На загорелом лице крестьянина вспыхнул живой интерес.
Престер чуть заметно покачал головой: вот они, горожане! Неисправимые теоретики, в практической жизни наивны и чертовски беспомощны, неловки, точно дети!
— Хм!.. Что с ней? Не знаете вы, господин хороший, что такое село и что такое крестьянская жизнь!.. Бывает, проглотит скотина гвоздь, кусок проволоки или еще что-нибудь! Или ее кто-нибудь укусит — все валится на бедняка! К бедняку липнут всяческие беды, не так ли, приятель? — обратился он к крестьянину.
«Ну и ну! Вот так диагноз!» — подумал я.
Но крестьянин с готовностью согласился с Престером, потому что сказано это было от души.
— Липнут, что и говорить, ей-богу, липнут всякие! Ни одна не минует, не бойсь!
«Вот уж поистине так! — подумал я опять. — Что крестьянину латинские слова, какой-нибудь гастроэнтерит или миксотоксикоз? А так хоть сочувствие. Бедняку легче, когда просто и по-человечески понимают его беды. Хотя бы это! Без этого ему не выдержать!»
— А что, ежели вывести ее наружу, на воздух? — спросила старуха: и она старалась найти какой-нибудь выход, что-то испробовать, видя, что помощи ждать неоткуда.
— Можно, можно, это не повредит, — опять пробормотал Престер.

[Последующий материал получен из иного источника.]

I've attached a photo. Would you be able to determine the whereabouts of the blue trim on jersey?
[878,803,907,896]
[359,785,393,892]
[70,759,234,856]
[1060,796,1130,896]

— Да, конечно, конечно! Выведем!.. — вырвалось неожиданно у меня с такой надеждой, что я и сам поразился. Я заметил, как крестьянин посмотрел на меня. Это был отзвук чего-то давно жившего во мне. С малых лет во мне жило чувство, что на чистом воздухе куда приятнее умирать, чем в помещении, и мне казалось, что, наверное, и корове так будет легче. Крестьянин вроде бы успокоился, уловив искренность в моем порыве.
Начали вытаскивать корову на улицу — осторожно, бережно, чтобы меньше беспокоить.

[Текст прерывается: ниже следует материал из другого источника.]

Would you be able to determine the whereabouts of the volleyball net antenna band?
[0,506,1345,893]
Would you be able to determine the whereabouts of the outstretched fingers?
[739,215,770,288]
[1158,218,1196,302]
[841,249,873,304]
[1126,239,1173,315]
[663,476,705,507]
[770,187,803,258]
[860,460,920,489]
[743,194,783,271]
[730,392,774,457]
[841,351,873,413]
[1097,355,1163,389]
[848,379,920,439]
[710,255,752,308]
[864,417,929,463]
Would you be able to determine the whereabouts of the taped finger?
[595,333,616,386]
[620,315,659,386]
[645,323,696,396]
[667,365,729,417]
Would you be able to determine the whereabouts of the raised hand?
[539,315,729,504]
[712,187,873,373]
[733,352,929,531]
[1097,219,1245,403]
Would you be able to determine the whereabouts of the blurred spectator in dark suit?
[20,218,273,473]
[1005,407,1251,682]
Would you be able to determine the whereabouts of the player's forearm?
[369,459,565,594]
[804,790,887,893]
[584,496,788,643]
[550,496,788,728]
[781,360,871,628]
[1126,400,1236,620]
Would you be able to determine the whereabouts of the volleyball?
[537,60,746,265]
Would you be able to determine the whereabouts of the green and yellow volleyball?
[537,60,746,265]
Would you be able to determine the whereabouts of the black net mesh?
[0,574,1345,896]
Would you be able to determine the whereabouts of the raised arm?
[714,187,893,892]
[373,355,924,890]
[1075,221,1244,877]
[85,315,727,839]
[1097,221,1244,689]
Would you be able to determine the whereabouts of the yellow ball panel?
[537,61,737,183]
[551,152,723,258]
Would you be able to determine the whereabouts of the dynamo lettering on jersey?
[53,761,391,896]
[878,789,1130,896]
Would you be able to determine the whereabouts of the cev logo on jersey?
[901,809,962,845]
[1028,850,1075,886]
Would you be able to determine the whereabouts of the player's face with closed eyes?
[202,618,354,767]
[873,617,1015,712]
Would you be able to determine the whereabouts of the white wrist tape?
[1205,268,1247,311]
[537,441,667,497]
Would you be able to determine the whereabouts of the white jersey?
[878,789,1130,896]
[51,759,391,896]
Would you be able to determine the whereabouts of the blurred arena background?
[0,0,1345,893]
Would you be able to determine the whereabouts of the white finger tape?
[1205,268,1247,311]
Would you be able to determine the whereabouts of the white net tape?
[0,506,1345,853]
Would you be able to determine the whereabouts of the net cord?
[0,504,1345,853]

— Давай, дорогая! Давай, дорогая! — приговаривал крестьянин глубоким печальным голосом, стремясь как можно мягче и безболезненнее поддерживать ее.
— Давай, дорогая! Давай, дорогая!.. — вторили ему жена и молодуха глухими печальными голосами, за которыми стыдливо пряталась человеческая теплота. Таким голосом мы говорим с дорогим нам больным человеком, когда переворачиваем его в постели, зная, что малейшее движение причиняет ему невыносимую боль. И при этом каждое самое обычное слово — «поправь подушки», «поддержи ему ногу» — звучит словно извинение за невольно причиненную боль, хотя оказывает то же действие, что и теплая шерстяная подстилка, положенная под пролежни.